You're reading: Daily Digest: Top news of Tuesday, Sept. 25
  •  According to a study published on Sept. 25, Ukrainians say they encounter bribery even more frequently in 2018 than they did in 2015. According to the study conducted by the Kyiv International Institute of Sociology, Ukrainians say corruption is one of the country’s biggest problems and most prevalent in the nation’s judiciary and parliament.
  • A new research published on Sept. 24 reports that pervasive intolerance of Roma people among Ukrainians, paired with bureaucracy, leave many Roma undocumented and therefore stripped of basic access to education and healthcare. That leads to a cycle of poverty and discrimination continuing from generation to generation.
  •  Ukraine will make its decision on raising gas prices by Sept. 27 at the latest, the executive director of state-owned gas monopoly Naftogaz Yuriy Vitrenko said.
  • Belarusian officials say they will not send their peacekeepers to Donbas, eastern Ukraine, as part of a United Nations peacekeeping mission.
  • Ukraine’s Ambassador to Switzerland Artem Rybchenko has called on Swiss parliamentarians to take a more active position regarding the release of Ukrainian political prisoners, according to the embassy’s press service.

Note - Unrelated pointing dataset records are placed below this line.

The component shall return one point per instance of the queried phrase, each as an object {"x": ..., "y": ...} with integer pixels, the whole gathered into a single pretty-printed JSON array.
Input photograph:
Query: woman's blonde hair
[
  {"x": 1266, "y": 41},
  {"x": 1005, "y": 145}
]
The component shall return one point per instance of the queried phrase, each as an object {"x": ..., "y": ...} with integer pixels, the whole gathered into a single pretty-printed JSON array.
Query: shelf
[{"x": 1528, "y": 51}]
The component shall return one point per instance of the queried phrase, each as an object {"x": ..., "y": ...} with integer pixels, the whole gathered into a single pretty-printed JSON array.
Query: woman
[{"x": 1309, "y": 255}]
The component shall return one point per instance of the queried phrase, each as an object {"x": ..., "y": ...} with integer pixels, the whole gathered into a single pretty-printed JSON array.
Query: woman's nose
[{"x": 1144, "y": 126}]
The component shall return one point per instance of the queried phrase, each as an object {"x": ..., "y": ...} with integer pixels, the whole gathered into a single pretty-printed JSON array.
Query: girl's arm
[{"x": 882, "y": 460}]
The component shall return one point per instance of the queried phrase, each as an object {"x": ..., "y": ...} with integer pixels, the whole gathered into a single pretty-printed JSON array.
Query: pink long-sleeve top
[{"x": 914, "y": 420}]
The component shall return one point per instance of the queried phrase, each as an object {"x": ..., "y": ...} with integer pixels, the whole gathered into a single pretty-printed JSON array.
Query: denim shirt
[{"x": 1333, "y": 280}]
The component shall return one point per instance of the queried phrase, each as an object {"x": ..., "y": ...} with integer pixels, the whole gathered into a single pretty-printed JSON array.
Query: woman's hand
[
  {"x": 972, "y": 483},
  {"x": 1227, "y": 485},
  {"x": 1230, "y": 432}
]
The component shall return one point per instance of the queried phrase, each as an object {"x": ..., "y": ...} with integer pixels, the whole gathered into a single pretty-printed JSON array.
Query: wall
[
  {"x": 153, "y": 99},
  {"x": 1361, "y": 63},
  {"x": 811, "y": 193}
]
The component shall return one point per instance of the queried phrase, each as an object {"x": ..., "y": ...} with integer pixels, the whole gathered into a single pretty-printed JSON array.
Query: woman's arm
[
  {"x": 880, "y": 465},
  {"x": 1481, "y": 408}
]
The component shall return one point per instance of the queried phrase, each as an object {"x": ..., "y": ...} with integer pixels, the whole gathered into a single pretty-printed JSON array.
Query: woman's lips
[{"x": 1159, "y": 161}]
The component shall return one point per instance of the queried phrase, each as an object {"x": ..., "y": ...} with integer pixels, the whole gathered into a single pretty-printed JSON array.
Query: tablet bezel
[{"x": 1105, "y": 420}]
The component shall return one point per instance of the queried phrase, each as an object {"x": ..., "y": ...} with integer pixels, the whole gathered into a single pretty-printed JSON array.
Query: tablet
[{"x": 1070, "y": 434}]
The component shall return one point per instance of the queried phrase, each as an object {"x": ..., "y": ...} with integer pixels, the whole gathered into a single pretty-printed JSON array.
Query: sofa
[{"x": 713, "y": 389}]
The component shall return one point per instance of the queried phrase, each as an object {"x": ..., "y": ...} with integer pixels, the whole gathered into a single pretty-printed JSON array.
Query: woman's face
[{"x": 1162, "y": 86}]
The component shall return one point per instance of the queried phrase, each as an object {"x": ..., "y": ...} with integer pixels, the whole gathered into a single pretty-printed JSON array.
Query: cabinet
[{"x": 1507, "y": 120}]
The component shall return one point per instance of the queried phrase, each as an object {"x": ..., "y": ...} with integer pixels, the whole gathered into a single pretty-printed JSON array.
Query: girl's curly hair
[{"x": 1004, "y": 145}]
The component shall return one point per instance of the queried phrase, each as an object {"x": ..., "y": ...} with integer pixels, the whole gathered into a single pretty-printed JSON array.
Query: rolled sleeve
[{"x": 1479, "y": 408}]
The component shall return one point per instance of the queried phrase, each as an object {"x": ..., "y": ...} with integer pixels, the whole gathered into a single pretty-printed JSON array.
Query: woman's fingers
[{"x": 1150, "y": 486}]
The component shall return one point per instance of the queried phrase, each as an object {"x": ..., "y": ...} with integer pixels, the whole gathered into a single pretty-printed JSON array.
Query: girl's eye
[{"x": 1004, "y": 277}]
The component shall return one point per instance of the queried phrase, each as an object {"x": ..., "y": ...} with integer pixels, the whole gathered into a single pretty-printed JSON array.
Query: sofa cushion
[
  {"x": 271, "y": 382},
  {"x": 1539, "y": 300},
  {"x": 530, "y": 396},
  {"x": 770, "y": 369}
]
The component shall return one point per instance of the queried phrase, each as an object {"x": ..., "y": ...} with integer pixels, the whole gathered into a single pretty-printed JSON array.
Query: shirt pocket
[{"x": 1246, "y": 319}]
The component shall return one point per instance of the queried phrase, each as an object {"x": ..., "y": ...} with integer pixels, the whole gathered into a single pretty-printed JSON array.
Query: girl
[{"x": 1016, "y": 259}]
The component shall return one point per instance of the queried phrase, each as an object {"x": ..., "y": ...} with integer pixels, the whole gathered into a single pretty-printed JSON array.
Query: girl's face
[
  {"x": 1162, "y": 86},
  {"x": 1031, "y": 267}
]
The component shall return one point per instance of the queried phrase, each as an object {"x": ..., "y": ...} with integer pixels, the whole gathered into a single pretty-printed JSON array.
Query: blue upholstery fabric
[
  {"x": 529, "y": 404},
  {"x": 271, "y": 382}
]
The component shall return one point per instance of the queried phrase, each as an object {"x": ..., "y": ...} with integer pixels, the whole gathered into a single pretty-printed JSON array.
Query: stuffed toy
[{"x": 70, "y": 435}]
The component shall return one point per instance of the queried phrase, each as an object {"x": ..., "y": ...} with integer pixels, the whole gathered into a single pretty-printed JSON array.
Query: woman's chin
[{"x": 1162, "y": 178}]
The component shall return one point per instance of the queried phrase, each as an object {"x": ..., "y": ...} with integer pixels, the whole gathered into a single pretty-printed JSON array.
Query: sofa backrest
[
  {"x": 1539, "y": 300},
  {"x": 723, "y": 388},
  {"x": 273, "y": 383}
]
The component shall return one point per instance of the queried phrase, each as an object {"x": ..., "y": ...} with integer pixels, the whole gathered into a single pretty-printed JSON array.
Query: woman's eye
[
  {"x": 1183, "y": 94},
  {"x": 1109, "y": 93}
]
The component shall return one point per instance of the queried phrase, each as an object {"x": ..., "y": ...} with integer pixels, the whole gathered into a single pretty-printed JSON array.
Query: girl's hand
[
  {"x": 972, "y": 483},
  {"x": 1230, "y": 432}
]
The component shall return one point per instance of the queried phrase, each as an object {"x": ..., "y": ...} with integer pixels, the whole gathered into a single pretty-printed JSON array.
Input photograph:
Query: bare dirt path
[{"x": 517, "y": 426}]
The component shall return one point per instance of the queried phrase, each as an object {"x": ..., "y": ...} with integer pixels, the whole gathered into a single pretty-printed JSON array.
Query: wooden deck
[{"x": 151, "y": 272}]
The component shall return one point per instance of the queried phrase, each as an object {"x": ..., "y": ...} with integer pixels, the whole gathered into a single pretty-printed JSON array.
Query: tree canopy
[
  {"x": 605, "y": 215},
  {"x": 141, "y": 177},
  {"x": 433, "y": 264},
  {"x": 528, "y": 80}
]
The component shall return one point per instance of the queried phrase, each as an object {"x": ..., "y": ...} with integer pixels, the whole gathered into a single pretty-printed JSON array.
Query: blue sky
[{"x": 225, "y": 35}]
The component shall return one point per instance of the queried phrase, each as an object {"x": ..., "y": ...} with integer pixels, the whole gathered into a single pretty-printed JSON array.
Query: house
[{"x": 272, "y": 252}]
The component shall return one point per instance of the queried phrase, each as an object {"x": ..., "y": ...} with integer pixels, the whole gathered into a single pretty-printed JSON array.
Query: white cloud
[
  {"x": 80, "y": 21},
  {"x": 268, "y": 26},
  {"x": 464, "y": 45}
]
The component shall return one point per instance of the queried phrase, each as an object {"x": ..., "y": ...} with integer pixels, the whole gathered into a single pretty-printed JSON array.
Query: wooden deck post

  • Three French helicopters will be delivered from the Airbus Helicopters company to Ukraine’s State Emergency Service and one more to Ukraine’s National Guard. The helicopters will be delivered before the end of 2018, Interior Minister Arsen Avakov said.
  • Two Ukrainian servicemen have been injured during a Molot mortar rupture, but there is no threat to their lives, according to the press service of Ukraine’s Joint Forces Operation headquarters.
  • Germany might finance the construction of the Mariupol-Zaporizhia highway, Ukraine’s Infrastructure Minister Volodymyr Omelyan wrote on his Facebook page. If so, he says it will be the first real highway in Ukraine built according to all EU requirements.
  • Ukraine ranked 64th in a social progress ranking among 146 countries, according to the results of the 2018 Social Progress Index.
  • The Council of Paris has unanimously granted the title of honorary citizen to Ukrainian film director Oleg Sentsov. Sentsov is currently imprisoned in Russia after he was arrested in Crimea in May 2014, shortly after the annexation of the peninsula by Russia.